Falhas de concentração vitorianas, levando a perdas de bola e permitindo a reviravolta, traíram o rigor tático de Pedro Martins?
Sim, o V. Guimarães lidou muito mal com a pressão do FC Porto na segunda parte, abrindo espaços fatais para os ataques rápidos, que, como se sabe, tornam os dragões imparáveis.
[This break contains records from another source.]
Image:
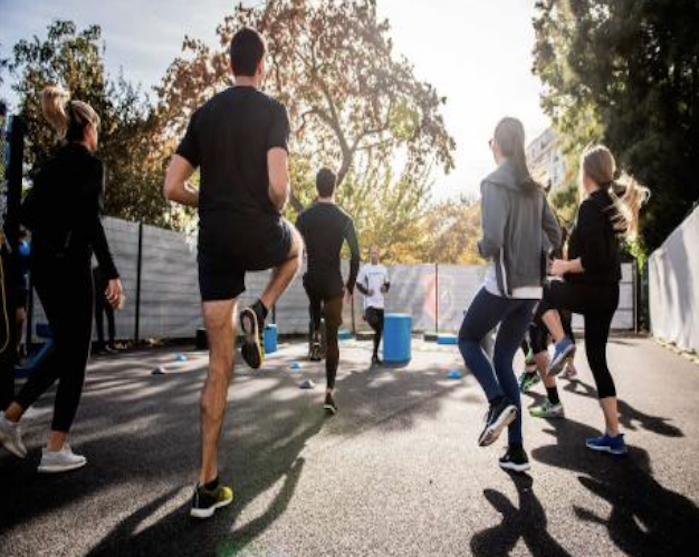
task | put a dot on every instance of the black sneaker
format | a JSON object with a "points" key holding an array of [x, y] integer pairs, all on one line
{"points": [[252, 323], [515, 459], [207, 501], [330, 406], [499, 416]]}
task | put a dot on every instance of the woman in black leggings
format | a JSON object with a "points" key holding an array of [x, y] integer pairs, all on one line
{"points": [[63, 212], [591, 278]]}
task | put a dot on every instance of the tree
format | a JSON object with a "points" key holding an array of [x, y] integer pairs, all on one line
{"points": [[453, 228], [129, 140], [627, 73], [353, 103]]}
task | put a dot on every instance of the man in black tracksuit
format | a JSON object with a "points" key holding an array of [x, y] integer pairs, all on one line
{"points": [[325, 228]]}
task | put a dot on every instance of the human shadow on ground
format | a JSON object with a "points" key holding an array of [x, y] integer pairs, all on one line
{"points": [[524, 520], [646, 519], [140, 430], [629, 417]]}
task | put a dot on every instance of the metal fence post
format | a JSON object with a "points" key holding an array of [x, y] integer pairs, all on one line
{"points": [[139, 269]]}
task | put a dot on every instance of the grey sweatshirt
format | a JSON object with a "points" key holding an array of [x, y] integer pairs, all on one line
{"points": [[519, 229]]}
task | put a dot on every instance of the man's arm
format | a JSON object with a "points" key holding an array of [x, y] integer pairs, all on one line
{"points": [[177, 187], [351, 237], [279, 187]]}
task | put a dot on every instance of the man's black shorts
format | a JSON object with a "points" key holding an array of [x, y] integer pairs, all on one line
{"points": [[229, 249]]}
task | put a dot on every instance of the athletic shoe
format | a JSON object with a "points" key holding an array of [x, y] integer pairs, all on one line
{"points": [[563, 350], [53, 462], [528, 380], [547, 410], [530, 360], [11, 437], [515, 459], [207, 501], [252, 351], [330, 406], [607, 444], [570, 372], [499, 416]]}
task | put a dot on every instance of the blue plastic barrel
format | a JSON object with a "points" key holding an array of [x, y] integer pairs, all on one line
{"points": [[397, 337], [270, 339]]}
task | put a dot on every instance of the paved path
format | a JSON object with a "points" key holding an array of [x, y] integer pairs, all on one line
{"points": [[396, 473]]}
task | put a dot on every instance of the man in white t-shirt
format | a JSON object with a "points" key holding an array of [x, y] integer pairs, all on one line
{"points": [[374, 283]]}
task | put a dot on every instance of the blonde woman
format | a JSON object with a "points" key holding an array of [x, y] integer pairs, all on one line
{"points": [[63, 213], [591, 276]]}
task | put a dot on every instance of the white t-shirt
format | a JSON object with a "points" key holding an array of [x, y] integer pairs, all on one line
{"points": [[373, 277]]}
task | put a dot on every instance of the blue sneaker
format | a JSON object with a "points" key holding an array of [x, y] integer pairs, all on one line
{"points": [[607, 444], [562, 351]]}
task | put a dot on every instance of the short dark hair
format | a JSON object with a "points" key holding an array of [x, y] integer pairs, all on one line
{"points": [[247, 50], [325, 182]]}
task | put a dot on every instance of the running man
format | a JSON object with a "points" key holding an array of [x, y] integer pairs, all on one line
{"points": [[325, 228], [238, 141], [374, 283]]}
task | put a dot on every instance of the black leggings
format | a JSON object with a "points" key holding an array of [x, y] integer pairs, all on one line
{"points": [[375, 318], [329, 308], [102, 308], [597, 303], [66, 292]]}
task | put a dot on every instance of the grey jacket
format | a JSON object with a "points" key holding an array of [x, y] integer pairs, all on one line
{"points": [[519, 230]]}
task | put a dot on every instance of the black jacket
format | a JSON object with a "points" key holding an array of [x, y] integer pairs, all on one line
{"points": [[63, 210], [595, 242]]}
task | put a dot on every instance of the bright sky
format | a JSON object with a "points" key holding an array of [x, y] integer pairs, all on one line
{"points": [[477, 54]]}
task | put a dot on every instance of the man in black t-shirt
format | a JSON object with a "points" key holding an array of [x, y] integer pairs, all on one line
{"points": [[325, 228], [239, 141]]}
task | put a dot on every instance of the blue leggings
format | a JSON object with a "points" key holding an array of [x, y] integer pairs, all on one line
{"points": [[497, 378]]}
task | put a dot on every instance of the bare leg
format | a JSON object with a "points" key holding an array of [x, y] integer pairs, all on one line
{"points": [[220, 329], [542, 366], [552, 320], [285, 273], [611, 415]]}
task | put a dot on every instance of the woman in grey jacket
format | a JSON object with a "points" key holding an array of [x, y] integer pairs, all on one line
{"points": [[519, 229]]}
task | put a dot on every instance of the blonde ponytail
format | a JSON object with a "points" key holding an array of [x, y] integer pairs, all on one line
{"points": [[54, 100], [627, 194]]}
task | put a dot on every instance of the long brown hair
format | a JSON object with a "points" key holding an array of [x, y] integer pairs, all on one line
{"points": [[628, 195], [509, 135], [68, 117]]}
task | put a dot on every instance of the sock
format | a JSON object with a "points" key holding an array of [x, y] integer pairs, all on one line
{"points": [[260, 309], [552, 393]]}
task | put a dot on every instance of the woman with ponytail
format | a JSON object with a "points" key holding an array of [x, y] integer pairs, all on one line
{"points": [[591, 276], [63, 212], [519, 229]]}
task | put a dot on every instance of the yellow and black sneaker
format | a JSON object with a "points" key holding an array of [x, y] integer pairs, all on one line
{"points": [[252, 322], [208, 499]]}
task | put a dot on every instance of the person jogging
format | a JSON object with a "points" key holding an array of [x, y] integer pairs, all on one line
{"points": [[63, 211], [519, 229], [239, 142], [374, 283], [591, 276], [325, 228]]}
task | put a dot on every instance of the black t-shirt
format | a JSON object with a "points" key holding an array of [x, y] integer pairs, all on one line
{"points": [[595, 242], [325, 227], [228, 139]]}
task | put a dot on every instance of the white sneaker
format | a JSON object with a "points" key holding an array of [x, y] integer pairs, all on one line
{"points": [[60, 461], [11, 437]]}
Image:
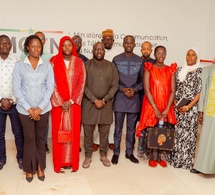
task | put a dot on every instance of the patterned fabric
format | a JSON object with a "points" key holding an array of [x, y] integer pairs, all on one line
{"points": [[187, 127], [210, 109], [160, 86]]}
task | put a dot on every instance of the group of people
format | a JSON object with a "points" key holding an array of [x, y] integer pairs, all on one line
{"points": [[76, 90]]}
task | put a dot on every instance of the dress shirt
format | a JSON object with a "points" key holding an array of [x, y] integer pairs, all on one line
{"points": [[33, 88], [6, 76]]}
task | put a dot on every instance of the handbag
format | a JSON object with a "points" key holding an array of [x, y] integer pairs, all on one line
{"points": [[65, 136], [161, 138]]}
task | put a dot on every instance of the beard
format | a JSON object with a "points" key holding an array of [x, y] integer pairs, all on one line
{"points": [[145, 55]]}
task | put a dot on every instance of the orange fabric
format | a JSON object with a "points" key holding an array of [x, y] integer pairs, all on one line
{"points": [[160, 86]]}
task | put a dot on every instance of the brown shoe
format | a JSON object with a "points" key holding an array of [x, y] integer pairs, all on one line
{"points": [[111, 146], [86, 163], [95, 147], [105, 161]]}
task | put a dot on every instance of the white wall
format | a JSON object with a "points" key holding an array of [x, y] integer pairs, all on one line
{"points": [[184, 23]]}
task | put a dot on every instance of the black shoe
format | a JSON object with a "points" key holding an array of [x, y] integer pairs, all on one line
{"points": [[115, 159], [2, 163], [132, 158], [194, 171], [20, 163], [47, 149]]}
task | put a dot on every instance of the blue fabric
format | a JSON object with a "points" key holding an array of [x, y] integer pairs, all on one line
{"points": [[17, 131], [130, 71]]}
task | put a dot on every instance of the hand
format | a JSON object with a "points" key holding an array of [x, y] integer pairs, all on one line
{"points": [[164, 113], [99, 104], [66, 105], [182, 109], [34, 113], [6, 104], [158, 113], [200, 118], [129, 92]]}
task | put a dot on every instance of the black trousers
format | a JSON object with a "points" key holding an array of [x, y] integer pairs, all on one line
{"points": [[34, 142]]}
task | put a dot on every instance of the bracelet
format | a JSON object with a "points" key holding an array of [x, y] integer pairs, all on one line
{"points": [[104, 100]]}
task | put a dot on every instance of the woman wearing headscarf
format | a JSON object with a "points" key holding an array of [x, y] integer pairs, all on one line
{"points": [[188, 85], [66, 100], [159, 90]]}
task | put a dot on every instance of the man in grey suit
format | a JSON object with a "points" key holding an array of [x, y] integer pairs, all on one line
{"points": [[127, 98]]}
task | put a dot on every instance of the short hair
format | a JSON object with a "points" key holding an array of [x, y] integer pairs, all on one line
{"points": [[27, 42], [98, 42], [77, 36], [158, 47], [147, 42], [39, 32], [4, 36], [127, 37]]}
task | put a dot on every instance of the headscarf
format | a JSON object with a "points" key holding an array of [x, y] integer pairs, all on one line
{"points": [[185, 68], [60, 70]]}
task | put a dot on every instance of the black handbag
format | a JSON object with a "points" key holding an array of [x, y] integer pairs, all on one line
{"points": [[161, 138]]}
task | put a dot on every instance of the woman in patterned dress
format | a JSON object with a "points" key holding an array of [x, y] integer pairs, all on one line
{"points": [[188, 85]]}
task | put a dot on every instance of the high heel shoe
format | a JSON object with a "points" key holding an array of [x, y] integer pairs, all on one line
{"points": [[29, 179], [41, 178]]}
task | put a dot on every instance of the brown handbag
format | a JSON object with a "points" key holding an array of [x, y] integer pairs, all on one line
{"points": [[65, 136], [161, 138]]}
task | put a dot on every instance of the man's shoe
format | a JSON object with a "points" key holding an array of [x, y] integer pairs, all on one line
{"points": [[105, 161], [115, 159], [194, 171], [47, 148], [2, 163], [86, 163], [111, 146], [153, 163], [162, 163], [20, 163], [95, 147], [132, 158]]}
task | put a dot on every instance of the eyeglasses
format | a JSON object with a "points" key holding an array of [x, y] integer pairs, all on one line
{"points": [[5, 43], [42, 39], [160, 54]]}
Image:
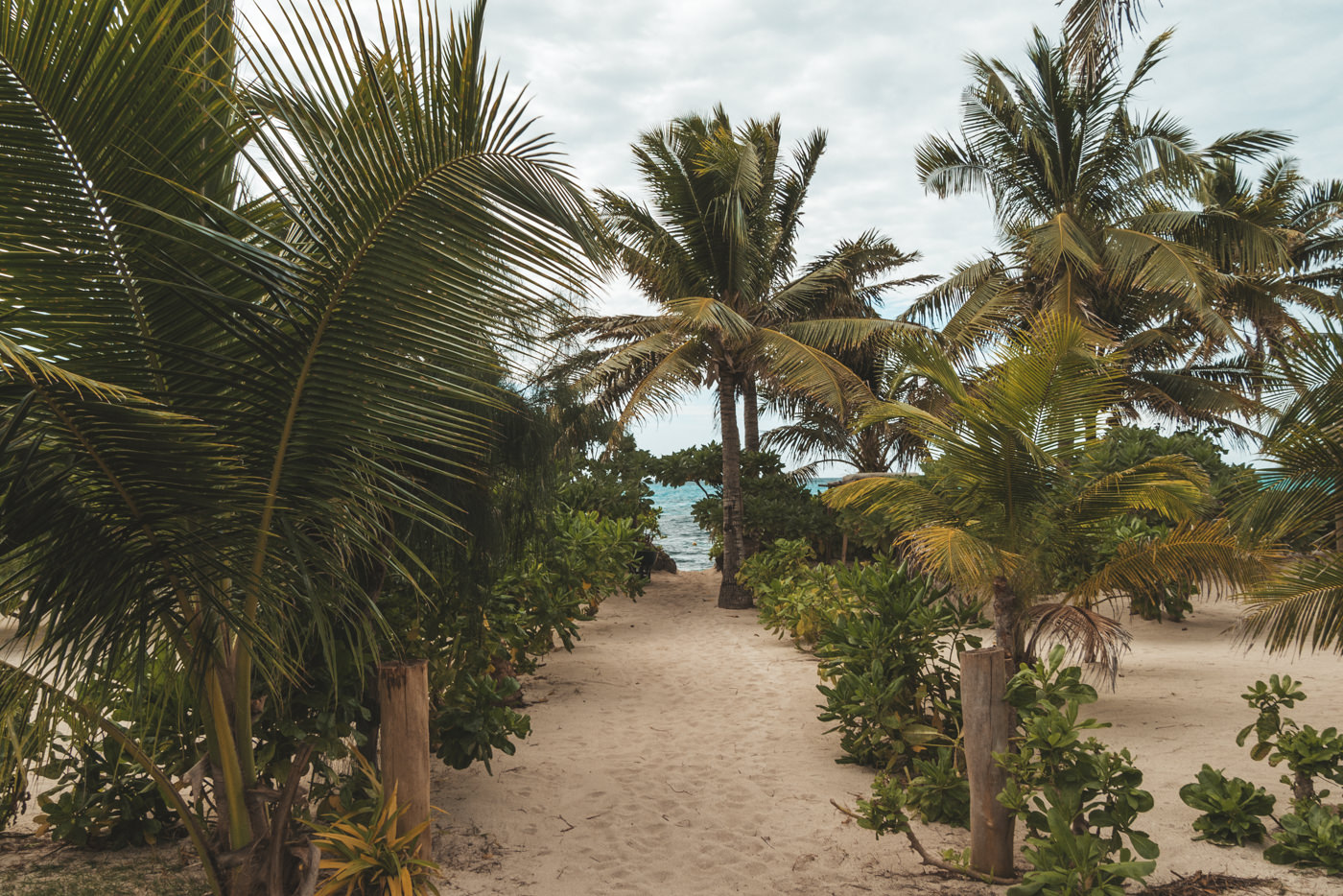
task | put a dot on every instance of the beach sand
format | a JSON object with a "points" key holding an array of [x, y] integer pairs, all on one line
{"points": [[677, 751]]}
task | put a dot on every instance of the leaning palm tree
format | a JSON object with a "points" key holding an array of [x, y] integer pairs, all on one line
{"points": [[1001, 509], [1300, 500], [1088, 199], [715, 255], [232, 318]]}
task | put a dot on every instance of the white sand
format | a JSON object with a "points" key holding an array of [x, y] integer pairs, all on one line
{"points": [[677, 751]]}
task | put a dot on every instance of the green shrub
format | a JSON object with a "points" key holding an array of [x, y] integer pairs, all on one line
{"points": [[794, 598], [937, 789], [892, 676], [103, 798], [1232, 808], [362, 849], [778, 506], [1080, 801], [1311, 837], [1070, 862], [1308, 754], [1077, 799]]}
Daí e até à goleada foi um abrir e fechar de olhos.
Génio de Brahimi continua subvalorizado no futebol português face à qualidade das suas exibições?
É inegável. Brahimi é um supercraque, e agora está finalmente a demonstrar que tem potencial para chegar muito mais longe.
O FC Porto teve mais cabeça fria do que em Santa Maria Feira em relação às polémicas da arbitragem?
Sem dúvida, este desafio é uma boa lição para a equipa perceber de vez que tem de estar apenas focada no que é essencial, ou seja, o jogo. O rendimento sobe como se viu e deste modo evitam-se castigos desnecessários.